Re: Asynchronous and "direct" IO support for PostgreSQL.

From: Greg Stark <stark(at)mit(dot)edu>
To: Andres Freund <andres(at)anarazel(dot)de>
Cc: PostgreSQL-development <pgsql-hackers(at)postgresql(dot)org>, Thomas Munro <thomas(dot)munro(at)gmail(dot)com>
Subject: Re: Asynchronous and "direct" IO support for PostgreSQL.
Date: 2021-02-23 19:58:32
Message-ID: CAM-w4HPpgd5TO2t1fXhNDg62EnYiY0aqW+Xa=MDkn0nFqOjrCA@mail.gmail.com
Views: Raw Message | Whole Thread | Download mbox | Resend email
Thread:
Lists: pgsql-hackers

On Tue, 23 Feb 2021 at 05:04, Andres Freund <andres(at)anarazel(dot)de> wrote:
>
> ## Callbacks
>
> In the core AIO pieces there are two different types of callbacks at the
> moment:
>
> Shared callbacks, which can be invoked by any backend (normally the issuing
> backend / the AIO workers, but can be other backends if they are waiting for
> the IO to complete).
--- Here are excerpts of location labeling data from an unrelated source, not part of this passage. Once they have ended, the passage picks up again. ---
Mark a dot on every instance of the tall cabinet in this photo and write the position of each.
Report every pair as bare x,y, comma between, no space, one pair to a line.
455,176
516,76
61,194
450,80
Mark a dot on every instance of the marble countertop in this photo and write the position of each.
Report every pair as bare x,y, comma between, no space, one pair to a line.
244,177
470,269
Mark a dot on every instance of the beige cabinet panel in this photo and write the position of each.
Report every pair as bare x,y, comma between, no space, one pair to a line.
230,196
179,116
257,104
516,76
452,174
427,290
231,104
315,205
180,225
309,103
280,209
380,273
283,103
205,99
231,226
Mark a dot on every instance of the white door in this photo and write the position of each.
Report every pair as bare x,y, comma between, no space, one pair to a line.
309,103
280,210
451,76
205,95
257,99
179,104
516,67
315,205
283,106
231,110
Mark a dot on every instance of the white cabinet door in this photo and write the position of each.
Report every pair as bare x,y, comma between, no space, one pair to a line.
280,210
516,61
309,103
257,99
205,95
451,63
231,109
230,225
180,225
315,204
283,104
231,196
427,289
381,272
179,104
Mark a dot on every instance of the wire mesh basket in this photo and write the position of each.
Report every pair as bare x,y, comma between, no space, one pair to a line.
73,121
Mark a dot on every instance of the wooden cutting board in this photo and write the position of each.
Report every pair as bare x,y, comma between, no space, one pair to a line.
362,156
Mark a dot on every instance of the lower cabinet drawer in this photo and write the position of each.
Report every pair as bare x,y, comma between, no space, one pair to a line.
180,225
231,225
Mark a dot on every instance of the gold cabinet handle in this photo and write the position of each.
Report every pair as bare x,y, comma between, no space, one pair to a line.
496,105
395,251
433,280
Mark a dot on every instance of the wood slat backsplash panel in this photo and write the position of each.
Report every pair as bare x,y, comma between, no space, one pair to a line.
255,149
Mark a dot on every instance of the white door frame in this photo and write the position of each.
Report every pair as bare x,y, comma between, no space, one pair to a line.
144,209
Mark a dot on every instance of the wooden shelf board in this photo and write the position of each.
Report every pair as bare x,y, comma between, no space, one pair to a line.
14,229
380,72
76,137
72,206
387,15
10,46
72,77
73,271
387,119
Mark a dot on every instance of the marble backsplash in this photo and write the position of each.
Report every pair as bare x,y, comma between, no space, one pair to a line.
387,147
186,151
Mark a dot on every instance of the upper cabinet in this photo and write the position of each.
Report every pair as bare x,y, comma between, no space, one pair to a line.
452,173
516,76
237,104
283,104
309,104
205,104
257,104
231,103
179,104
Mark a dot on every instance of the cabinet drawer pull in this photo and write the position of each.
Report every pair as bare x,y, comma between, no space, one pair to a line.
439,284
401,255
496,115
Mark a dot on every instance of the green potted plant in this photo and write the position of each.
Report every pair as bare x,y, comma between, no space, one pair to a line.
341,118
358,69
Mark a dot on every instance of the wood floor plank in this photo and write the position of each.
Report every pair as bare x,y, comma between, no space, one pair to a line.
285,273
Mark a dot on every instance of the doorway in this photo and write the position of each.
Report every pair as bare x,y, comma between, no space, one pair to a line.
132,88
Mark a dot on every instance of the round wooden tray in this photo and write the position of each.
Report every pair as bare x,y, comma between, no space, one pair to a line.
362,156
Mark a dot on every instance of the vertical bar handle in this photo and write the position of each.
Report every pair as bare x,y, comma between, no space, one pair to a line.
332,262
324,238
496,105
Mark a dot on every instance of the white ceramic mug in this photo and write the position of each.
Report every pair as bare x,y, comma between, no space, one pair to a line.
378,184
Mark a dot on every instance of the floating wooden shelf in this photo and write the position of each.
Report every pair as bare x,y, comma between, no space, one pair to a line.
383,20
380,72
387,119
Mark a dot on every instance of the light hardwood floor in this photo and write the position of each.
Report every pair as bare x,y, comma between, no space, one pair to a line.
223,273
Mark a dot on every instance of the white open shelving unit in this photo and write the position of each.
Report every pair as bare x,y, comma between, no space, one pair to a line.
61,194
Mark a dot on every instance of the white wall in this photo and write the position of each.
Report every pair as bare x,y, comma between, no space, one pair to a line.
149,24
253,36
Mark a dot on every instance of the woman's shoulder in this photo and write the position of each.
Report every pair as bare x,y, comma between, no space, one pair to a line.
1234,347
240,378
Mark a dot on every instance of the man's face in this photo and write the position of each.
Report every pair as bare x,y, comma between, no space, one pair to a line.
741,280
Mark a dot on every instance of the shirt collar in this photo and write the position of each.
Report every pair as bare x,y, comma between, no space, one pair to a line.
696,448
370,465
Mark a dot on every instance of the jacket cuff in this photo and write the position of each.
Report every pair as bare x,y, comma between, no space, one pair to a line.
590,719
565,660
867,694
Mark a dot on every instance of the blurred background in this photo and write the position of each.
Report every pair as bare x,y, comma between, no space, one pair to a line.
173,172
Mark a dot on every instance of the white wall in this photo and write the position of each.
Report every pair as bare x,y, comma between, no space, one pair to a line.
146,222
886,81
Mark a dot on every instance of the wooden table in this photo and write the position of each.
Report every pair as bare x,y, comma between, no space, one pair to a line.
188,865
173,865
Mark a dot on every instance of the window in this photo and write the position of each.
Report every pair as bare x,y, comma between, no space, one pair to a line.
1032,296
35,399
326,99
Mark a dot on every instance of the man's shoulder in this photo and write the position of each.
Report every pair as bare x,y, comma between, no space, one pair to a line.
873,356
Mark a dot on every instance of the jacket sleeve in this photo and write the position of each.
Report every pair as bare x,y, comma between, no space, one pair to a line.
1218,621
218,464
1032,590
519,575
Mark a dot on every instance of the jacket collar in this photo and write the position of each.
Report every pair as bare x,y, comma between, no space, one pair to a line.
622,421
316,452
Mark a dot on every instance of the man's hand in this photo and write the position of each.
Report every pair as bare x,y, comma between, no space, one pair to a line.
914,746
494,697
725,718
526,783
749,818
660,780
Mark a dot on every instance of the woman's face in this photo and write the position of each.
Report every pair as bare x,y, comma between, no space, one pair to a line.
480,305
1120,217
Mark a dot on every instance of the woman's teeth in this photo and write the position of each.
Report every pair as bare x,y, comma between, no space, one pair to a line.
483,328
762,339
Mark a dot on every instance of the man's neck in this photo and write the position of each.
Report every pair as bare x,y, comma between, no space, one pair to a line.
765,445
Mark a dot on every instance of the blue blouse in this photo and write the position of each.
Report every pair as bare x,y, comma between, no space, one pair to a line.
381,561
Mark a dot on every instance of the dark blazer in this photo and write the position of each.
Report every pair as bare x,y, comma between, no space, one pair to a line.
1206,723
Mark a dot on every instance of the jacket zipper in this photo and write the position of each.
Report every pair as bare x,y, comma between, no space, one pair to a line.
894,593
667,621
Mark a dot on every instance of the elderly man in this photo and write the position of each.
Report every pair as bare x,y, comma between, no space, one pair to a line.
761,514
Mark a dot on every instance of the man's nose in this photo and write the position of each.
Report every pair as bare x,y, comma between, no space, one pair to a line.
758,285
For operations on shared resources (e.g. shared buffer
> reads/writes, or WAL writes) these shared callback needs to transition the
> state of the object the IO is being done for to completion. E.g. for a shared
> buffer read that means setting BM_VALID / unsetting BM_IO_IN_PROGRESS.
>
> The main reason these callbacks exist is that they make it safe for a backend
> to issue non-blocking IO on buffers (see the deadlock section above). As any
> blocked backend can cause the IO to complete, the deadlock danger is gone.

So firstly this is all just awesome work and I have questions but I
don't want them to come across in any way as criticism or as a demand
for more work. This is really great stuff, thank you so much!

The callbacks make me curious about two questions:

1) Is there a chance that a backend issues i/o, the i/o completes in
some other backend and by the time this backend gets around to looking
at the buffer it's already been overwritten again? Do we have to
initiate I/O again or have you found a way to arrange that this
backend has the buffer pinned from the time the i/o starts even though
it doesn't handle the comletion?

2) Have you made (or considered making) things like sequential scans
(or more likely bitmap index scans) asynchronous at a higher level.
That is, issue a bunch of asynchronous i/o and then handle the pages
and return the tuples as the pages arrive. Since sequential scans and
bitmap scans don't guarantee to read the pages in order they're
generally free to return tuples from any page in any order. I'm not
sure how much of a win that would actually be since all the same i/o
would be getting executed and the savings in shared buffers would be
small but if there are mostly hot pages you could imagine interleaving
a lot of in-memory pages with the few i/os instead of sitting idle
waiting for the async i/o to return.

> ## Stats
>
> There are two new views: pg_stat_aios showing AIOs that are currently
> in-progress, pg_stat_aio_backends showing per-backend statistics about AIO.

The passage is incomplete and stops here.